Ninn, I know how you feel. Only mine is with hunting gear! He has bows, guns of all kinds, paintball equipment, etc. He is into "mountain man" era camping, so we have all that too. Started out in a nook in the hallway, then a cabinet and nook in the hall. Then we got the huge gunsafe and put it in the "office" area (end of livingroom, divided off with free-standing shelves), so of course, all the extra stuff got piled in there too. Some of the camping gear is in the utility room. He's terrible about putting things away, and if I do it, I always do something wrong. So, I set it in there for him to deal with, which he doesn't. Thus the mess. 

My computer is on a corner desk, and I have 2 file cabinets, and it's all I can do to get to it sometimes!

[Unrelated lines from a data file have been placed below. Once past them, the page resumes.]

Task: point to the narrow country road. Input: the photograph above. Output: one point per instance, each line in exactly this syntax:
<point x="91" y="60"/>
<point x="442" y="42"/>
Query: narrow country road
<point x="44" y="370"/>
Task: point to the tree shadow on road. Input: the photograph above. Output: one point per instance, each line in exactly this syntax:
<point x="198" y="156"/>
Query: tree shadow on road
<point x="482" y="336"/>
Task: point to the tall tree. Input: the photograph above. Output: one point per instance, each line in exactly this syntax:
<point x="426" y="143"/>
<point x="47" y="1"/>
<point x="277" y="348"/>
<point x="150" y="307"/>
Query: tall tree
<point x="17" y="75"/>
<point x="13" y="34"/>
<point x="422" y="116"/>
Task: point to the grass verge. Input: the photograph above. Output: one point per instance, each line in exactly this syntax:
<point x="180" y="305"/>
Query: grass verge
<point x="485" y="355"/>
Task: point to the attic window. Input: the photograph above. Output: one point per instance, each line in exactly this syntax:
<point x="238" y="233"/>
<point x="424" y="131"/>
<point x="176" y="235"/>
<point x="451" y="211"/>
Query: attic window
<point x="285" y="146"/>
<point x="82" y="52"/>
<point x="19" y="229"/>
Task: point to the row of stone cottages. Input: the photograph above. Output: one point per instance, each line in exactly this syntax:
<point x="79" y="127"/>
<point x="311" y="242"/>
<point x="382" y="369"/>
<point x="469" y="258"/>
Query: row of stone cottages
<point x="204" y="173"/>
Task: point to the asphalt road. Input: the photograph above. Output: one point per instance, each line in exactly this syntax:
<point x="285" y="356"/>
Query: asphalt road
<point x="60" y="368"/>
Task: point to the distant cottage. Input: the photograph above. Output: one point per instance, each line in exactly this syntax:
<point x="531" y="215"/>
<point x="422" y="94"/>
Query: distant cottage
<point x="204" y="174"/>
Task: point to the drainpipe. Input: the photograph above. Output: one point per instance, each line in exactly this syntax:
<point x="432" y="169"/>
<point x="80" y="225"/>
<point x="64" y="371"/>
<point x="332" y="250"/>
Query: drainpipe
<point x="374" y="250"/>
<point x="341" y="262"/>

He told me we needed to get rid of those shelves because all we do is pile junk behind them! I had to remind him it was 99% his "junk"!


----------



## Christine in OK (May 10, 2002)

Lickcreek, my husband actually told me awhile back that he could probably stand not to have about half his t-shirts (he had about 30, and that was just work-quality, not barbeque, running or wear-to-the-store quality!). But he couldn't stand to throw them out, so if they just slowly disappeared one or two at a time...

He has about 12 now!


Cindy, my husband is a little like yours. He thinks the house should be absolutely spotless, absolutely all the time!! I periodically remind him that I am not his mother - she'll fuss about what a mess the house is, and all I can see is a little pile of papers someone was reading, or a speck on the floors. Of course, she also buys things like dishes and nice clothes and then never wears them or uses them. Gets upset when there's mud on her entryway rugs, etc. (I thought that's what they were for!)

Then he remembers how he hates to go over there because he's not comfortable, and how everyone in his family loves to come to our house because it's set up for easy gatherings and people don't worry about messing up our things. 

But he still wishes everything was inspection clean!


----------